For each of the ‘Colour’ buttons, a similar parameter action is also required
Set Colour to Category
On select of the Colour-Category sheet (or whatever you have named the sheet), set the pColour Dimension parameter with the value from the Label:Category field.
You should end up with 4 parameter actions like this.
The Y-Axis and X-Axis buttons should only display 2 options at a time, so you can’t select the same measure for both axis.
Assuming Profit is currently selected on the Y-Axis, then select the object that displays the Profit X-Axis ‘button’ and from the Layout tab, set to control visibility using value and select the Y-Axis not Profit calculated field. As the Y-Axis is set to Profit, the Profit X-Axis button will disappear.
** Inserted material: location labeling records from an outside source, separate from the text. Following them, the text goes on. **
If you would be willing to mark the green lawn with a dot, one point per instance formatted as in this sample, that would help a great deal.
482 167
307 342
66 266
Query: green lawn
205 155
Repeat these steps for each of the X & Y Axis button sheets. Note, sometimes it’s easier to select the object via the Item Hierarchy section of the Layout tab.
For the scatter plot, the user needs the ability to select a mark and the others be highlighted/connected depending on the current settings. This needs another parameter action
Select Dimension Value
On select of the scatter plot, set the pSelectedDimensionValue parameter with the value from the Dimension Detail field.
For the right hand KPI nav, the vertical container consists of text objects, and the KPI sheets.
To make horizontal line separators, set the padding on a blank object to 0, the background colour to the colour you want, and then edit the height of the blank object to 2pt.
For the Info ‘button’, add a floating text box containing the relevant text and position it where you want it to display. Give the object a border and set the background to white. Then select the object and choose the Add Show/HideButton from the context menu. Edit the button to display an info icon when hidden. Ensure the button is also floating and position where you want.
I used additional floating text boxes to display some of the other text information on the dashboard.
No doubt you’ll need to spend some time adjusting padding and layout to get everything where you want, but this should get you the core functionality.